Why do dreams connect to life changes?
Because we dream for several different reasons:
Mainly we dream to survive.
Surviving has certainly taken a different form in the last 50 years of humanity. Most Western people don’t have to hunt for food or build their own shelters. They don’t have to gather in tribes or groups to stay alive. They don’t have to struggle to stay warm and to stay healthy. Yet, other challenges have appeared that can threaten our survival. People depend on money to buy food, clothing and to rent or buy homes. Poverty can still make it enormously difficult for some families or people to survive. Illness (mental, physical, emotional and spiritual) can still threaten the survival of many individuals especially amongst the poverty groups. Where the people of yesterday focused on weapons, tools, the weather, food, shelter and warmth, the people of today are more focused on money, loneliness, abandonment or rejection, conflict and violence. Our dreams have suddenly adopted new imagery.

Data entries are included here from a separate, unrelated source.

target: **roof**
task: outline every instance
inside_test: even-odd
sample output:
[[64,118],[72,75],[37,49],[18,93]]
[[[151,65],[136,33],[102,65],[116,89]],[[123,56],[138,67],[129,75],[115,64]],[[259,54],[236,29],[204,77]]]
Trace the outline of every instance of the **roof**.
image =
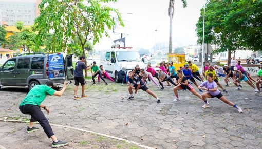
[[8,49],[0,48],[0,52],[6,52],[16,53],[16,51],[14,51],[14,50],[9,50]]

· We also dream to stay in touch with the invisible realm or what Carl Jung called the “collective unconscious” – the psychic realm.
Again this kind of dreaming was attached to survival. If surviving has changed in the last century than so has the need to connect to the “collective unconscious” and the need to “believe in the invisible realms.” It certainly doesn’t make these realities any less real but when we (human) walk away from something we often have the tendency of forgetting its existence. It’s not because we live in a city of cement buildings that forests of century old red cedars don’t exist. Our dreams tend to produce images according to daily experience. This is why most Western dream analysts will say that “our brains invent or create what we dream of.” Indeed, our brains serve as archives of images and our brain match these images to our daily experiences. Yet, there are Dreamers who dream the unknown, who see what their brain has not yet seen because they are capable for reaching for experiences beyond the daily living. Those who can do this can stimulate their brains to develop yet another ability – that to produce imagery that is beyond reach!
· We also dream to learn and to heal; to deal with unresolved issues; to grieve; and to find solutions.
Again this kind of dreaming refers to some aspect of surviving. If we are stagnant and we can’t change we often can’t meet daily challenges and evolve or adapt to life’s changes. My grand-father used to tell me that he found it difficult to understand remote controls. He remembered a time when there were no televisions. In his 72 years of life he had seen horses and buggies, the invention of the car, and the first Lamborgini. He came from a world where the train was the greatest mode of transportation to flying in planes. He often tried to explain to us that change brings physical, emotional, psychological and spiritual impressions. My grand-father repeatedly said: “It will take make weeks of dreaming before I can integrate and make ready to accept those impressions as part of me.” I don’t think people today realize how much they ask of themselves just by living too much environmental change and lacking the ability to adapt and transition.
· Finally we dream to stay in touch with our ancestors and Creation as a whole.
I don’t have to say it again that dreaming in large is meant to help with survival. Our ancestors used to depend on dreams to find the herds of elk to feed their people, or to find the caves that would shelter them from terrible winter storms, or to guide them to the mountains or the rivers that would allow them to flourish all summer long. Dreams were meant to show people the way. Who was meant to marry whom? What names should they give their babies? Etc… Today, we don’t use dreaming for much of anything only because we’ve lost the need or the know-how to use this ability. It doesn’t mean though that it’s any less important or helpful to our daily living. There are still people on this Earth that depend on dreams and that are experts in Indigenous Dreaming. It’s not like we don’t have the teachings anymore. It simply takes the interest and the curiosity. Of course, it also takes commitment once you’ve chosen to bring dreams back to your life.
If you find yourself dreaming repeatedly about one particular image ask yourself the question: “What has changed in my life that is asking to be acknowledged or explored?” Change brings repetitive imagery and a need to integrate this change. A white wedding gown for example could mean quite a few things: Purity, commitment, marriage, a new love-relationship, a need for family etc… Of course I’m giving symbolic interpretations based on Western perception. Look at your own inner programming and your own belief system when trying to interpret images because your brain is working according to your perspectives.
Thank you to all those who replied to my blog entry on dreaming because you were the inspiration for this particular text.